Alexander dice que hay una discriminación jurídica contra los israelíes árabes. La realidad es que los israelíes árabes tienen más derechos que los árabes en cualquier lugar del mundo musulmán. Votan libremente, tienen sus propios partidos políticos, hablan abiertamente contra el Gobierno israelí y se benefician de la discriminación positiva en las universidades israelíes. El único derecho del que carecen es el de convertir Israel en otro Estado musulmán gobernado por la ley de la sharía, en lugar de la nación-Estado del pueblo judío gobernado por la ley democrática secular. Eso es lo que la nueva ley del Estado-nación hace cuando niega a los árabes “el derecho a la autodeterminación en Israel”.
Alexander condena que se estén “demoliendo las casas palestinas” sin mencionar que esas son casas de terroristas que asesinan a bebés judíos, mujeres y hombres. Se lamenta de los muertos en Gaza –a la que se refiere como territorio “ocupado”, a pesar de que se marcharon todos los soldados y colonos israelíes en 2005– sin mencionar que muchos de esos muertos eran escudos humanos y que desde detrás de ellos los terroristas de Hamás lanzan cohetes a los civiles israelíes. Dice que hay “calles sólo para los judíos”, que es una rotunda mentira. Dice que hay carreteras en los territorios disputados que están restringidas para los coches con matrícula israelí, pero es por motivos de seguridad. Pero esas carreteras están abiertas a todos los israelíes, incluidos los musulmanes, los drusos, los cristianos, los zoroastras y las personas sin confesión religiosa. Pero como Martin Luther King, Jr. nos recordó, cuando repites una mentira con la suficiente frecuencia, la gente la cree.
El aspecto más indignante de la larga diatriba de Alexander es que diga que se inspiró en Martin Luther King para escribirlo.
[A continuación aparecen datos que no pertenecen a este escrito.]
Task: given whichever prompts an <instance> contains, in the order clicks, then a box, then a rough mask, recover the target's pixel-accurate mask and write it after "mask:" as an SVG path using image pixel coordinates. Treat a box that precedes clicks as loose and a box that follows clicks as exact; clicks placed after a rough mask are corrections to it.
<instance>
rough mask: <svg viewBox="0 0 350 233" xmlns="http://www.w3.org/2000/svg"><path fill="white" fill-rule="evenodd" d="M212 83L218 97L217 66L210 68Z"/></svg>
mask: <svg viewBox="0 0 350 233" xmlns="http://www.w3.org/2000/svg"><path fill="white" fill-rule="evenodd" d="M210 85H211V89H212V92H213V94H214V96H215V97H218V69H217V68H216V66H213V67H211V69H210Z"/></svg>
Martin Luther King era un firme sionista, que dijo célebremente: “Cuando la gente critica a los sionistas, se refieren a los judíos. Son palabras antisemitas”. A Martin Luther King le habría disgustado el ataque sesgado de Alexander contra la nación-Estado del pueblo judío, y especialmente el mal uso de su buen nombre para apoyar la intolerancia antiisraelí.